First off, this exact plate of food is never going to be here again. If I don’t capture it now, the moment will be lost to the acids of digestion and gone forever. This plate of food before me–particularly if it’s traditional, regional cuisine– is as much of a cultural attraction as any monument listed in a guidebook or brochure. While in Trujillo, I must have taken 35 pictures of the Huaca de la Luna, an ancient Moche temple that’s stood for 1700 years. With that sort of history, there’s a good chance I could come back ten years from now and snap the exact same photo. This plate of ceviche, on the other hand, is never going to be here again. It’s a fleeting moment that needs documenting before it disappears forever.

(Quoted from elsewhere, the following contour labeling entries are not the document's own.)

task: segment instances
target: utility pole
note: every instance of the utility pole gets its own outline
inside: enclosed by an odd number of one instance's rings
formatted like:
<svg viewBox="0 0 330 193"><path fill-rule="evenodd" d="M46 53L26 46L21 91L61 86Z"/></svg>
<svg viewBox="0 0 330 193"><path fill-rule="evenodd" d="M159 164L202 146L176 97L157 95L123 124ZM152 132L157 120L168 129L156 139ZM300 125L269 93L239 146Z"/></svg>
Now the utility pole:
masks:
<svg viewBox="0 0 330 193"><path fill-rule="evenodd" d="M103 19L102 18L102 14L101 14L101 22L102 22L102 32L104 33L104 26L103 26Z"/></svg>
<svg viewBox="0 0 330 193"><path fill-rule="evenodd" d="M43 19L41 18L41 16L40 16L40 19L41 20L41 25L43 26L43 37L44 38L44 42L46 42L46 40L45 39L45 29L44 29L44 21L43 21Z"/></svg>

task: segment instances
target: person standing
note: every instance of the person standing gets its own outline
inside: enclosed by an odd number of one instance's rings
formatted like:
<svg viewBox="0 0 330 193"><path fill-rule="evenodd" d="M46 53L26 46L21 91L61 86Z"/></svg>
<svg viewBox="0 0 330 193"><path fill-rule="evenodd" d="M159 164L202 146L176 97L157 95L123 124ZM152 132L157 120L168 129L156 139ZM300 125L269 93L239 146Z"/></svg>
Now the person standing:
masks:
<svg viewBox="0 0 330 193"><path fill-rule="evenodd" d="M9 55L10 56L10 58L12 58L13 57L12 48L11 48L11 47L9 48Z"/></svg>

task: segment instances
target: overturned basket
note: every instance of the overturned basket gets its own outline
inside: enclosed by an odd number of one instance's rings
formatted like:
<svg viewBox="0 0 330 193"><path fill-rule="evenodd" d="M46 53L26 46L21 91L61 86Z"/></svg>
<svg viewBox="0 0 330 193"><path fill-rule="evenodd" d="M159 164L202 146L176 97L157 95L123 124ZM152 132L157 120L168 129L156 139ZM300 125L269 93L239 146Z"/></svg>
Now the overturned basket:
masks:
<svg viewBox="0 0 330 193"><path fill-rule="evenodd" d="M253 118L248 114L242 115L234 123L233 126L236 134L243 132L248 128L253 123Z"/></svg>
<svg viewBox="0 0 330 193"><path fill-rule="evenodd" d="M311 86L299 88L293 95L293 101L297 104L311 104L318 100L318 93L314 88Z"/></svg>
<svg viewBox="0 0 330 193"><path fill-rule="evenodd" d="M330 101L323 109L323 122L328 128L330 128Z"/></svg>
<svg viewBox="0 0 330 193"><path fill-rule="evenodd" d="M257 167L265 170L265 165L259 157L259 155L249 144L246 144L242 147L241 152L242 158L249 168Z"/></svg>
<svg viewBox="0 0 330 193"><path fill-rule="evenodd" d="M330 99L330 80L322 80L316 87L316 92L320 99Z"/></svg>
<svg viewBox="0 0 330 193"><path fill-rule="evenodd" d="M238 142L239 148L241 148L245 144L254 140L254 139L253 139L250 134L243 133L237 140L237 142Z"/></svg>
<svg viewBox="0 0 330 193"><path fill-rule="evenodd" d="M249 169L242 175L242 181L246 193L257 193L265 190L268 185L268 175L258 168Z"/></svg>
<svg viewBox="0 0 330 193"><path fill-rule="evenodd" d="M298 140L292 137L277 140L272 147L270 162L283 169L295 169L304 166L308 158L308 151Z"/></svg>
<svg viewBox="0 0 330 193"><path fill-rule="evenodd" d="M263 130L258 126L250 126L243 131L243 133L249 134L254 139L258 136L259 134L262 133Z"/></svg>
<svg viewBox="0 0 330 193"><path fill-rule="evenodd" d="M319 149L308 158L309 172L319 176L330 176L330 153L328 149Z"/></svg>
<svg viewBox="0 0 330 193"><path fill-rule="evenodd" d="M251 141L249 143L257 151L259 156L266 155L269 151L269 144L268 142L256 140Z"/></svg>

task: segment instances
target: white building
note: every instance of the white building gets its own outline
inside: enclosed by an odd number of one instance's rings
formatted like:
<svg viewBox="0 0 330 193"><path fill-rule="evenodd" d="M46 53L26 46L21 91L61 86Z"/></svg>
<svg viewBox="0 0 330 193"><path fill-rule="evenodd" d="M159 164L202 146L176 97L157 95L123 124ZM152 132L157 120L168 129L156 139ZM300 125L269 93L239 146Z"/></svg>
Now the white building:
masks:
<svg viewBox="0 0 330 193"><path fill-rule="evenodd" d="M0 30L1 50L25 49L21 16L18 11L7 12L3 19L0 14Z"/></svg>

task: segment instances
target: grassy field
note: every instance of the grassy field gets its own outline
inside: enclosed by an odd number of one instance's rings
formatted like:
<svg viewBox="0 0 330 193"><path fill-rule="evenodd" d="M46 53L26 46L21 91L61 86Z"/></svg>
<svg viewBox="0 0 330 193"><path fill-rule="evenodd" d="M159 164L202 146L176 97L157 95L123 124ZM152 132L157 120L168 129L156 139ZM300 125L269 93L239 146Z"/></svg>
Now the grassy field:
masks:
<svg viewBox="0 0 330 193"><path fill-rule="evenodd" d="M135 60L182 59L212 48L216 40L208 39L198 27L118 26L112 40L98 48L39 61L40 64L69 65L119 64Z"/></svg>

%Gallery-135590%Second, I photograph dishes I can tell are going to be either unbelievably incredible, or gut wretchingly awful. When looking back on my photos, I want to have the ability to say “that meal was unspeakably good” (steak in Argentina) or “why does my meat still have hair on it?” (mystery meat in Ecuador). Every plate of food I consume has a story behind it, and just as I would with any other attraction, I want to be able to reminisce on how that food contributed to the greater moment as a whole.

From a cultural standpoint, regional cuisine is as important as any other item you may choose to photograph. Just as the 800 year old Roman fort towering about the coastal Spanish town of Tossa de Mar exudes a Mediterranean charm, so does the steaming plate of paella served with a pitcher of sangria in the cobblestone streets of the Old Town. The dense fog that ‘s consuming the western coast of Connemara, Ireland is as intrinsic to the Irish experience as a heaping bowl of seafood chowder washed down with brown bread and Guinness. Though taking a photo doesn’t make the food taste any better, it nonetheless is a stamp of cultural approval as if to say, “I was there, and it’s as good as it was meant to be”. The same way you would take a picture of the white sand beaches of Koh Chang, Thailand, so should you document your peanut covered bowl of chicken pad thai.

Finally, what’s wrong with photographing your food simply for the way it looks? Irrelevant to taste or culture, when food is infused with the richest of colors or the presentation is painfully exquisite, the plate before you becomes nothing less than art. If my enchiladas in Baja, Mexico are served to me with the red, white, and green sauces in the form of a Mexican flag, that deserves two seconds of my time.

So yes, I am one of those people who take photos of their food, my lust for classic and curious cuisine a patch I will wear proudly via my zoom and macro lens until I am happy and hopelessly stuffed.